I want to see the little fire-nation-May's-little-brother-baby all grown up.


----------



## Aisling (Jul 26, 2010)

Barubu said:


> I want to see the little fire-nation-May's-little-brother-baby all grown up.


May? You mean Mai?

I kinda forgot she had a little brother... I doubt Tom-Tom will have any major role but I hope Zuko and Mai themselves are still around... Unless Aang and Katara's son is like really old or something himself (now that I think about it he probably is, being like 70 years in the future or something) I'd expect them to be, or at least a possible child of theirs.

I wonder what killed off Aang, anyway? It's not like the life expectancy is particularly short or anything, there were several people in the show who must've been well over 100 because they remembered what it was like before the war.


----------



## Mai (Jul 27, 2010)

I'm excited for Son of Man With Cabbages now. I'm wondering now about who will return, if anyone. I'm hoping there will be more miniseries after this, if there's only going to be 12 episodes.


----------



## Lord Shyguy (Jul 29, 2010)

Alraunne said:


> I wonder what killed off Aang, anyway? It's not like the life expectancy is particularly short or anything, there were several people in the show who must've been well over 100 because they remembered what it was like before the war.

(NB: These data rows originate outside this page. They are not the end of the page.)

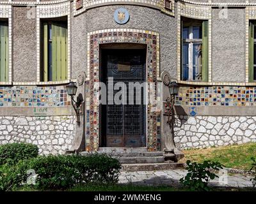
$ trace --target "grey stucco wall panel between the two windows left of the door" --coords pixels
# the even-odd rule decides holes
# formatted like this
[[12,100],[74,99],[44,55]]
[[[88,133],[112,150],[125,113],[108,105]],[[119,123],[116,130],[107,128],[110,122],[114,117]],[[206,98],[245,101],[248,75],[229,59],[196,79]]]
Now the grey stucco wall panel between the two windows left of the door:
[[13,7],[13,81],[36,81],[36,19],[28,8]]

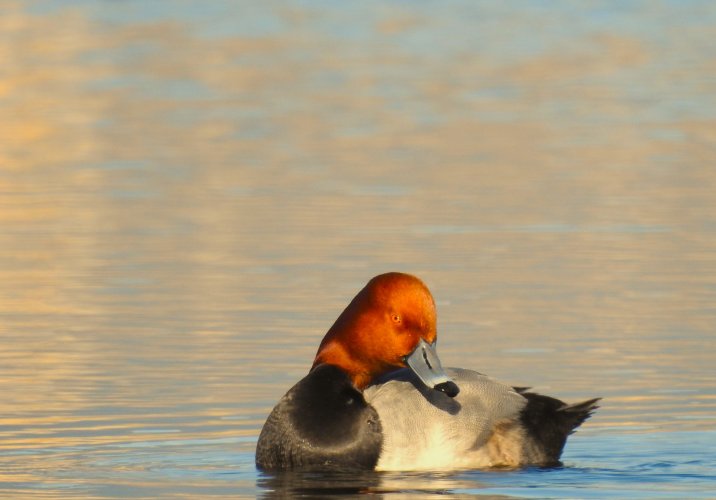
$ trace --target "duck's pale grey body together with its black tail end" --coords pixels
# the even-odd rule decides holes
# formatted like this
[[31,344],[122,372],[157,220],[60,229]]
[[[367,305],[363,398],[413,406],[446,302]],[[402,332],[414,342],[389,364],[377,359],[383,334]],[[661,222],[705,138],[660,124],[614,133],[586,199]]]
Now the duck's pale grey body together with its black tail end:
[[567,437],[597,399],[566,404],[481,373],[448,368],[455,398],[426,388],[409,370],[365,390],[383,429],[379,469],[555,465]]

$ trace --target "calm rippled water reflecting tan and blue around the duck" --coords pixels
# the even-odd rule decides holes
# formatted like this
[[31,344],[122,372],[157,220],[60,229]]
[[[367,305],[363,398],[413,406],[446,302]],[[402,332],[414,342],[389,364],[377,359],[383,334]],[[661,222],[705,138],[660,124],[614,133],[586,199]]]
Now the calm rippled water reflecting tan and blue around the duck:
[[[709,1],[0,2],[0,496],[716,498]],[[559,469],[265,475],[357,290],[602,408]]]

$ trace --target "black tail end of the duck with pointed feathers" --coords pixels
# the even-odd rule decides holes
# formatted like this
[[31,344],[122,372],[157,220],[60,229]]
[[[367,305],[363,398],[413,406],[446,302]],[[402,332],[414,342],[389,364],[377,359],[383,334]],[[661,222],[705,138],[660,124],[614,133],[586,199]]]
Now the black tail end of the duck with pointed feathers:
[[520,420],[533,443],[545,457],[545,465],[558,464],[567,436],[599,408],[601,398],[566,404],[559,399],[519,391],[527,399]]

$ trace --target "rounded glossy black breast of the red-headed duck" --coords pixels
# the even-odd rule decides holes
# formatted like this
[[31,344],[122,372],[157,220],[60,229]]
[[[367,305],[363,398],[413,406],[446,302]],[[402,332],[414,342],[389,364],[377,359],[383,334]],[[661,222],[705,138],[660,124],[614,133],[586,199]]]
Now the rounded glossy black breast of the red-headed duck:
[[378,413],[350,378],[319,365],[281,398],[256,445],[263,470],[373,469],[383,442]]

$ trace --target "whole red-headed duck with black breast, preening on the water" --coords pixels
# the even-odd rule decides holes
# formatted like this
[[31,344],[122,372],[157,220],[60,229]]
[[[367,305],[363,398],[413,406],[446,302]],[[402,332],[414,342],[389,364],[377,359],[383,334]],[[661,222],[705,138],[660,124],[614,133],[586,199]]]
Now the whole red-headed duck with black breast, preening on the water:
[[598,408],[443,368],[437,313],[418,277],[372,278],[279,400],[256,444],[262,471],[551,467]]

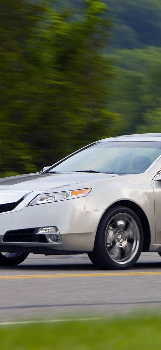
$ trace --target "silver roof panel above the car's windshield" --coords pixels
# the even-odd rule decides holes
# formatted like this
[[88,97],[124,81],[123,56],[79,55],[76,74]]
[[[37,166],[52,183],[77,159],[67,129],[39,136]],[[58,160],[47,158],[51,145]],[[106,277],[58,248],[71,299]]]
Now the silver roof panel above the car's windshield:
[[151,141],[161,142],[161,133],[149,133],[149,134],[133,134],[133,135],[122,135],[116,137],[109,137],[102,139],[100,142],[107,141]]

That guru that Aang went to see was like 150 years old.


----------



## nothing to see here (Aug 7, 2010)

Wow... I had no idea there was even going to be a sequel-miniseries.  This is actually the first time I've heard of it.

Then again, I had never even watched the show until earlier this year, when I saw a ton of episodes all in a row during the week when my DirecTV randomly gave me a bunch of channels that it doesn't normally get... so it's not too surprising that I've missed some stuff.


----------



## Firelord Alex (Aug 11, 2010)

I am mega excited for this.  I want to see Suki/Sokka babies and Toph's possible babies.

SON OF OLD SWEEPY!  I AM EXCITED I THINK I'M GOING TO EXPLODE!


----------